The saying “he (or she) had a bad night” is used a lot in sports. I think they should update the dictionary entry for the modern usage by adding a picture of Sergio Martinez. As much of a fan of Cotto as I am, nothing he did or could do would have caused the catatonic state Martinez adopted from the opening bell. Whatever held Martinez back was more even than the shock of a solid knockdown blow like the one Cotto landed coming right out of the gate. He went on to score three additional knockdowns in those first three minutes of the fight.
Also on Saturday, the hopeful Thoroughbred, California Chrome, fought his heart out at the Triple Crown after beating the odds at the Preakness and the Kentucky Derby, only to come in at an unexpected fourth overall, significantly behind the lead horse for most of the race. Martinez had a fight like that on Saturday too in a way, because he wasn’t fighting closely with his opponent through the entire contest as fans expected him to, he was underperforming from the beginning. I’m convinced the passing remarks from the corner about injuries to his knees were meant as a way to avoid “making excuses,” as Cotto’s trainer Freddie Roach was so ready to condemn. Never, in his weakest state in any previous fight, has Martinez looked so unequipped to continue as he did from the opening bell of this fight. As sloppy as he is, Julio Cesar Chavez Jr. has a formidable offense, and had a shot at a badly winded and then dazed Martinez in their fight, yet Martinez never stopped moving his head and feet at his most drained.
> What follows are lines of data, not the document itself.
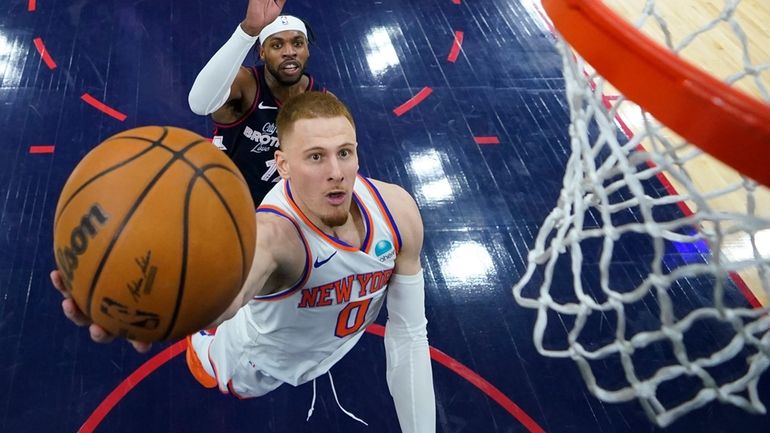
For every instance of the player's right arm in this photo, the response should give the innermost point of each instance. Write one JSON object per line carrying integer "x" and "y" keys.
{"x": 223, "y": 87}
{"x": 279, "y": 260}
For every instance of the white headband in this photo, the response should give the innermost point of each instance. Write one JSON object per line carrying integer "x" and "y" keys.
{"x": 282, "y": 24}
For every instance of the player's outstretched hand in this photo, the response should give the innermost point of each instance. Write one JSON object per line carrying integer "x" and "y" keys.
{"x": 72, "y": 312}
{"x": 261, "y": 13}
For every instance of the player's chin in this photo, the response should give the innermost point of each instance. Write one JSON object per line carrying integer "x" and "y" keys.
{"x": 335, "y": 218}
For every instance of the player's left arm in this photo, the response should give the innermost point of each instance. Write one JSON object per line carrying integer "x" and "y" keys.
{"x": 409, "y": 374}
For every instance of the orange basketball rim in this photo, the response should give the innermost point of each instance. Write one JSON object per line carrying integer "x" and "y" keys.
{"x": 721, "y": 120}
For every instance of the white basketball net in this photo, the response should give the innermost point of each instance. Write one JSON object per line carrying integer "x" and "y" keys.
{"x": 702, "y": 341}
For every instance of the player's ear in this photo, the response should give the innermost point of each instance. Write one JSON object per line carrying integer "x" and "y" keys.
{"x": 282, "y": 164}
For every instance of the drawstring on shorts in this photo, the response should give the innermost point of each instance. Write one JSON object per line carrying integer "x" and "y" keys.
{"x": 334, "y": 391}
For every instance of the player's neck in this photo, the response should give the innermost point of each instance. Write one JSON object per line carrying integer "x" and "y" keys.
{"x": 283, "y": 92}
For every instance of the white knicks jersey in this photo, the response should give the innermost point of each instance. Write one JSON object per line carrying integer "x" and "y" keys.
{"x": 298, "y": 334}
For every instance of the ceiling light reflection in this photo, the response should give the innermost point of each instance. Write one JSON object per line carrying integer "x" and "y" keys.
{"x": 467, "y": 261}
{"x": 381, "y": 54}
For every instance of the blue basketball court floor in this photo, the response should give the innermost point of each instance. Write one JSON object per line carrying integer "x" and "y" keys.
{"x": 460, "y": 101}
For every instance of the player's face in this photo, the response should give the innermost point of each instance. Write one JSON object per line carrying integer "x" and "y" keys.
{"x": 319, "y": 157}
{"x": 285, "y": 55}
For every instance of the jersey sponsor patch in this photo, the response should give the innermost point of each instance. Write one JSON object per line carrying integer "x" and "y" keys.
{"x": 384, "y": 250}
{"x": 264, "y": 142}
{"x": 217, "y": 141}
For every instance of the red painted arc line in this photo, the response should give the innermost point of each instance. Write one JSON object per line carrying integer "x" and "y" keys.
{"x": 177, "y": 348}
{"x": 41, "y": 149}
{"x": 101, "y": 106}
{"x": 416, "y": 99}
{"x": 456, "y": 47}
{"x": 44, "y": 53}
{"x": 129, "y": 383}
{"x": 734, "y": 276}
{"x": 487, "y": 140}
{"x": 479, "y": 382}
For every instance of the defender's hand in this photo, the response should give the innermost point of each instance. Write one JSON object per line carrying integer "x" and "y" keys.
{"x": 261, "y": 13}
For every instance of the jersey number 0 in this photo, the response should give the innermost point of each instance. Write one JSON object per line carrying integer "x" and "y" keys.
{"x": 352, "y": 317}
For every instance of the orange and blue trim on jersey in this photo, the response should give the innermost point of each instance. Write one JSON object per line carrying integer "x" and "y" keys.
{"x": 308, "y": 259}
{"x": 392, "y": 226}
{"x": 368, "y": 222}
{"x": 337, "y": 243}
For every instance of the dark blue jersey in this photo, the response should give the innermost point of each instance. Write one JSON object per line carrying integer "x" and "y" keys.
{"x": 252, "y": 140}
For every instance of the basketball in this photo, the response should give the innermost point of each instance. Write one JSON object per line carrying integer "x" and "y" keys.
{"x": 154, "y": 233}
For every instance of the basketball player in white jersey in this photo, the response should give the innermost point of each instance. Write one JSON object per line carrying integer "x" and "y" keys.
{"x": 332, "y": 248}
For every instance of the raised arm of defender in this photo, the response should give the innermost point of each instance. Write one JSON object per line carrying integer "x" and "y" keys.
{"x": 222, "y": 81}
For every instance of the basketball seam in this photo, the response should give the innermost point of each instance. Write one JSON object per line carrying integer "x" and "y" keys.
{"x": 154, "y": 144}
{"x": 201, "y": 173}
{"x": 177, "y": 156}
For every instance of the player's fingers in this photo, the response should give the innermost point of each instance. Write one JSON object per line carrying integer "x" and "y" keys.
{"x": 99, "y": 335}
{"x": 72, "y": 312}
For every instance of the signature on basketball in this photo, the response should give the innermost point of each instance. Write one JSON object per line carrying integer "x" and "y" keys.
{"x": 143, "y": 284}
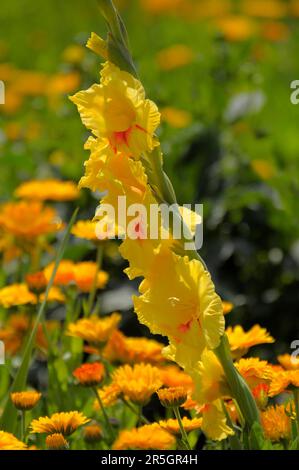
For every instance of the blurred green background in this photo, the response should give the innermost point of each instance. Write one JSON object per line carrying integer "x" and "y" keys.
{"x": 220, "y": 72}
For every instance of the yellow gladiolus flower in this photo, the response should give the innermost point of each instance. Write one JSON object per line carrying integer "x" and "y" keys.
{"x": 117, "y": 110}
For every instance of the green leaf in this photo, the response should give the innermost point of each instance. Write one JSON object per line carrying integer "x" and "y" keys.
{"x": 9, "y": 416}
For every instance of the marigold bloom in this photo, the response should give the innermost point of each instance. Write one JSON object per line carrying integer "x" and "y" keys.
{"x": 276, "y": 423}
{"x": 116, "y": 109}
{"x": 85, "y": 274}
{"x": 288, "y": 362}
{"x": 16, "y": 294}
{"x": 138, "y": 383}
{"x": 9, "y": 442}
{"x": 284, "y": 380}
{"x": 121, "y": 348}
{"x": 172, "y": 425}
{"x": 240, "y": 341}
{"x": 94, "y": 330}
{"x": 48, "y": 190}
{"x": 89, "y": 375}
{"x": 27, "y": 220}
{"x": 172, "y": 397}
{"x": 92, "y": 433}
{"x": 25, "y": 400}
{"x": 65, "y": 423}
{"x": 148, "y": 437}
{"x": 56, "y": 441}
I would never think to trivialize Cotto’s accomplishments, but a legitimate blowout win over an aging legend in Martinez, with an almost 60% connect rate, is not one of them. Misinterpretation of this result has led to analysts projecting a fight for Cotto with the best in the sport, from the winner of the Erislandy Lara-Saul Alvarez fight, to Pacquiao and Mayweather. Unfortunately for the fans, any of these fights except maybe with Lara, would be disastrous and ill-advised for Cotto, who deserves his place among the elite, but perceived miracle worker Freddie Roach has not changed that place. No matter how much his heart seems like it must be Secretariat-sized, Cotto’s really always been more of a California Chrome. Saying farewell to the sport by losing to the best in the business is no embarrassment, but I’d rather Cotto avoid the punishment and go out on top, like we all know he should.